What's more, Case figures the committee will have to round up about $4 million from the private sector anyway. He says donors have been "identified," but they haven't handed over any cash yet.
He also needs to identify a restaurateur who has the roughly $650,000 it will take to finish off the inside of the Solar Oasis restaurant.
Despite all these hassles, Case says, "We're not having difficulties, there are no roadblocks." Even so, the money for the oasis probably won't be in the bank for another year, according to a tentative timetable prepared by Case's committee. It says all the funding won't be "in place" until April 1990 and schedules groundbreaking for the next month. The tentative completion date: June 1991.
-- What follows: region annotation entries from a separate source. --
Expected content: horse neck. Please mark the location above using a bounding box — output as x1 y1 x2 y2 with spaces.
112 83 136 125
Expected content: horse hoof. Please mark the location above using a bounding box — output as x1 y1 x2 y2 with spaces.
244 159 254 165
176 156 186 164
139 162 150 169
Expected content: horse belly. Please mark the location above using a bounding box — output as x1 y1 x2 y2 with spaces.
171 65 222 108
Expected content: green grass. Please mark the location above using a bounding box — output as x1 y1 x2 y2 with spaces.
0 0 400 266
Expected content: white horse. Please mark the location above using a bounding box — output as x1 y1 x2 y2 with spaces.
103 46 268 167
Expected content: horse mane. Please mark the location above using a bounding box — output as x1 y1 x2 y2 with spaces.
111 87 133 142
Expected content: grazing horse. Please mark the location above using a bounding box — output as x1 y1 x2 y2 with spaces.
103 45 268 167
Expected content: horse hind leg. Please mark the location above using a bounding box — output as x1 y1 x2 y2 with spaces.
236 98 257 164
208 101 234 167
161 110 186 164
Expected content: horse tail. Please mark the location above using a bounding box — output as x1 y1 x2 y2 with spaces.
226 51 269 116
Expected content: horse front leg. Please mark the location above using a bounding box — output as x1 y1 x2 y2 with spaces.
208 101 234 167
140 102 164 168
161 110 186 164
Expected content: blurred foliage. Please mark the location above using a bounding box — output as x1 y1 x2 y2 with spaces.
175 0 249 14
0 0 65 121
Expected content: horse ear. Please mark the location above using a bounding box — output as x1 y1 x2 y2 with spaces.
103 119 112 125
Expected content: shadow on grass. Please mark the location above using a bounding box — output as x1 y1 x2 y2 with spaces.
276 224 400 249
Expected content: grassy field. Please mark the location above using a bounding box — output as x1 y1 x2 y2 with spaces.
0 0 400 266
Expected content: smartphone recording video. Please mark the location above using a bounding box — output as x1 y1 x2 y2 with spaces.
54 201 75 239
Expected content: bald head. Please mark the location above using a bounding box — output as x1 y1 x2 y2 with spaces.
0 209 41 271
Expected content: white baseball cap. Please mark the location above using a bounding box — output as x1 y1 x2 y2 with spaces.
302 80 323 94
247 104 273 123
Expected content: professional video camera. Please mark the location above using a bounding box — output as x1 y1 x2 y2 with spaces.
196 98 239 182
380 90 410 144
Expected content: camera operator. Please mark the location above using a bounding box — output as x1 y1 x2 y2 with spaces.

All this tentativeness and schedule changing has the Phoenix Symphony and other Civic Plaza tenants a bit addled. They'd like to know just when the construction is going to start, because they'd like to notify their patrons about things like the parking garage being ripped out for a year. Or to warn people that for three months, the Civic Plaza deck will be torn up all the way to the front steps of Symphony Hall. "On behalf of all the arts organizations, we need to know as soon as possible when they're going to start," says Dick Conti, who directs the symphony. "It all sounds exciting as hell, but the bottom line is they don't have a timetable yet. We were once told it was going to start the day after the Grand Prix.
"The project will happen," he predicts a bit wearily. "But when it's going to start and how long it's going to take depends on when they get the money.